How one bad message can crash your entire Kafka pipeline — and how to stop it

20255 min read

I found this out the hard way. During development of ARGUS, I sent a malformed JSON payload to the ingestion endpoint — a missing closing brace, something trivial. The Spring Kafka Streams consumer threw a deserialization exception, logged the error, and retried. Then retried again. Then again. The bad message sat at the head of the partition, and Kafka's delivery guarantee meant it would keep retrying forever — blocking every valid event behind it.

This is a Kafka Poison Pill. It's one of the most common ways a stream processing application becomes completely useless in production.

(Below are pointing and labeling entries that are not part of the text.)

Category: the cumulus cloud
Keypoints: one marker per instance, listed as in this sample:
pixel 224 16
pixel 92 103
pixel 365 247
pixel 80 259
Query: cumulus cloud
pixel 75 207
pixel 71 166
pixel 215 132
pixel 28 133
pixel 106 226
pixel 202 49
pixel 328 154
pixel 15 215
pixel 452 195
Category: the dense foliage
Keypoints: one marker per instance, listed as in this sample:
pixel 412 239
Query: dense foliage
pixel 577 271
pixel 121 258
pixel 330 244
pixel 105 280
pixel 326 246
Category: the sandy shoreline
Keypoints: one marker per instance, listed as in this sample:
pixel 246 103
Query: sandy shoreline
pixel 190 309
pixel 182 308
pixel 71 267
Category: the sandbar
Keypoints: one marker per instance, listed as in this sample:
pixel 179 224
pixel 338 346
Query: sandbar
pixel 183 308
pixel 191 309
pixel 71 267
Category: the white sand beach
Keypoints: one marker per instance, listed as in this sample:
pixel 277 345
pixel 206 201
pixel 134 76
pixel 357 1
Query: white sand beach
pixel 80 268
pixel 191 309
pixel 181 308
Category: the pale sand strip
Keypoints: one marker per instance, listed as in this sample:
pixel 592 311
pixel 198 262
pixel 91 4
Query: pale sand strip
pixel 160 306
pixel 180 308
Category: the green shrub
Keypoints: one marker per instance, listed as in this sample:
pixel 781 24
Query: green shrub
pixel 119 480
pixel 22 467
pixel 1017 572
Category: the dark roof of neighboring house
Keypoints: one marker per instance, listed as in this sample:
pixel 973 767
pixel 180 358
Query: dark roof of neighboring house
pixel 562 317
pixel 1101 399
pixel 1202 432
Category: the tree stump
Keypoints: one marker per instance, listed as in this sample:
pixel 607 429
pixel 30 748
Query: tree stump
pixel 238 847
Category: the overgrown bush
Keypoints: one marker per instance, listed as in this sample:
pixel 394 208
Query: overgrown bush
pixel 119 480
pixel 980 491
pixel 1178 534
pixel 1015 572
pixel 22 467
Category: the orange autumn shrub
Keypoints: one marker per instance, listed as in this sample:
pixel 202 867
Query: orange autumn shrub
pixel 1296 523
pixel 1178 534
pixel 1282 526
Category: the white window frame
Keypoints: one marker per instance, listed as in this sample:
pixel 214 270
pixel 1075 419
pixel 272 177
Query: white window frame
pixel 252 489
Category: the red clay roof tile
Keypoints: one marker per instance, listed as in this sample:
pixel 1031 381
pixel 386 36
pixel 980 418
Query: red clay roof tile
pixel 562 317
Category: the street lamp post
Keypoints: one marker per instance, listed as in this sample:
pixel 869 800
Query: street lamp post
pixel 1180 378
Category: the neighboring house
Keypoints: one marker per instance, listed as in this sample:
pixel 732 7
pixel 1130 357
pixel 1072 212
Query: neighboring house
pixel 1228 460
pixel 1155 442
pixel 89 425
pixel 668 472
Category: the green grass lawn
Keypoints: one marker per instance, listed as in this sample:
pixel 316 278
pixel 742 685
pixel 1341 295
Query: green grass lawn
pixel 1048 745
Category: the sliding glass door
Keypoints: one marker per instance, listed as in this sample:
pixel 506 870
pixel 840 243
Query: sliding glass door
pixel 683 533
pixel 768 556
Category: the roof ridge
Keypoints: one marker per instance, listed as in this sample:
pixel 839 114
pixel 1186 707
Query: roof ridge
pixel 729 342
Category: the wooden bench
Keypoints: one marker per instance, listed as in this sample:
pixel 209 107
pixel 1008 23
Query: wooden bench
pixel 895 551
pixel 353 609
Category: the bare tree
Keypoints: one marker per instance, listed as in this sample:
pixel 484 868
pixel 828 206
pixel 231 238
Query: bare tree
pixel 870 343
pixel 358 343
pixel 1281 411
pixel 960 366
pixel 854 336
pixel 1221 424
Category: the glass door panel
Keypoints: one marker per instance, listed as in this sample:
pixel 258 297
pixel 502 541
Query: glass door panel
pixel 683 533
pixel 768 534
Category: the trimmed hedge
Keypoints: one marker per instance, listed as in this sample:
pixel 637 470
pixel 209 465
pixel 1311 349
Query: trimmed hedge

Why Kafka's guarantees work against you here

Kafka guarantees at-least-once delivery. If your consumer throws an exception processing a message, Kafka assumes the message wasn't processed and redelivers it. This is exactly what you want for transient failures — a network timeout, a momentary database hiccup. But for a permanently malformed message, it's a trap. The message will never be processable. The exception will always be thrown. The consumer will be stuck in an infinite crash loop.

The naive fix that doesn't work

The obvious instinct is to wrap the consumer in a try-catch and swallow exceptions:

// DON'T do this
try {
    StreamEvent event = objectMapper.readValue(rawBytes, StreamEvent.class);
    processEvent(event);
} catch (JsonProcessingException e) {
    log.error("Bad message, skipping", e);
    // silently move on
}

This works but you've now silently dropped data. In a telemetry platform, silent data loss is worse than a crash — at least a crash is visible.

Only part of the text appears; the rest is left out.